Unstructured-IO / unstructured-api

Apache License 2.0
505 stars 108 forks source link

local docker setup of unstructured api asks for API key with 401 errors #386

Closed ahmedrehman closed 6 months ago

ahmedrehman commented 6 months ago

Describe the bug im trying the unstructured api with a local docker like in documnetation : https://js.langchain.com/docs/integrations/document_loaders/file_loaders/unstructured

To Reproduce docker run -p 8000:8000 -d --rm --name unstructured-api quay.io/unstructured-io/unstructured-api:latest --port 8000 --host 0.0.0.0 try to use it it will always answer 401 becaue of malformed API Key, and there is no documentation how to get or create that key locally, As i understand it should not ask for an api key f i dont specify the environment variable

Environment: docker on windows

omikader commented 6 months ago

Are you setting apiUrl to point to your local instance?
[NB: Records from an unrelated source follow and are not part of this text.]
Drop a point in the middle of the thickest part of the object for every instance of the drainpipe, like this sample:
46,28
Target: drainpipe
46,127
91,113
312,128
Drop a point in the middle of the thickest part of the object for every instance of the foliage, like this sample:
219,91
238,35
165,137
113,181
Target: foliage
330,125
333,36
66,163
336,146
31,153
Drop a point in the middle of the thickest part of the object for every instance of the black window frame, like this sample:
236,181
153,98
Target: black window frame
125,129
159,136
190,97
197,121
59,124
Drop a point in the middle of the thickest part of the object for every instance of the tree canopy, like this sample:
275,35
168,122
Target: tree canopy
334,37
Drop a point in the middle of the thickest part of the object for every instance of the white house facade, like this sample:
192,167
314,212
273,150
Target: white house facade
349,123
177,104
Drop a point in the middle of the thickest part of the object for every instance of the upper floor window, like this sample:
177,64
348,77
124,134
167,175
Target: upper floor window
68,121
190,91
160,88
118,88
ahmedrehman commented 6 months ago

I tried now, it still asks for apikey

docker run -p 8000:8000 -d --rm --name unstructured-api quay.io/unstructured-io/unstructured-api:latest --port 8000 --host 0.0.0.0

import { UnstructuredDirectoryLoader } from "langchain/document_loaders/fs/unstructured";

const options = { apiKey: "", apiUrl: "http://localhost:8000" };

const loader = new UnstructuredDirectoryLoader( "woertli" , options ); const docs = await loader.load();

omikader commented 6 months ago

Can you share the exact error you're seeing? Also, you can omit apiKey from options since you're not providing one

ahmedrehman commented 6 months ago

I tried also without apikey

langchainnodeexample@1.0.0 start node test.js

file:///C:/ahmed/wrk/tmpWork/2024/proj/ai/langchainNode/node_modules/langchain/dist/document_loaders/fs/unstructured.js:185 throw new Error(Failed to partition file ${this.filePath} with error ${response.status} and message ${await response.text()}); ^

Error: Failed to partition file C:\ahmed\wrk\tmpWork\2024\proj\ai\langchainNode\woertli\wortli1pdf.pdf with error 401 and message {"detail":"API key is malformed, please type the API key correctly in the header."} at UnstructuredLoader._partition (file:///C:/ahmed/wrk/tmpWork/2024/proj/ai/langchainNode/node_modules/langchain/dist/document_loaders/fs/unstructured.js:185:19) at process.processTicksAndRejections (node:internal/process/task_queues:95:5) at async UnstructuredLoader.load (file:///C:/ahmed/wrk/tmpWork/2024/proj/ai/langchainNode/node_modules/langchain/dist/document_loaders/fs/unstructured.js:194:26) at async UnstructuredDirectoryLoader.load (file:///C:/ahmed/wrk/tmpWork/2024/proj/ai/langchainNode/node_modules/langchain/dist/document_loaders/fs/directory.js:94:40) at async file:///C:/ahmed/wrk/tmpWork/2024/proj/ai/langchainNode/test.js:24:14

Node.js v20.10.0

omikader commented 6 months ago

I suspect that you are still not hitting your Docker container for some reason because that error response message does not exist in the repo. Make sure that you are seeing the request come in to your container using docker logs if possible.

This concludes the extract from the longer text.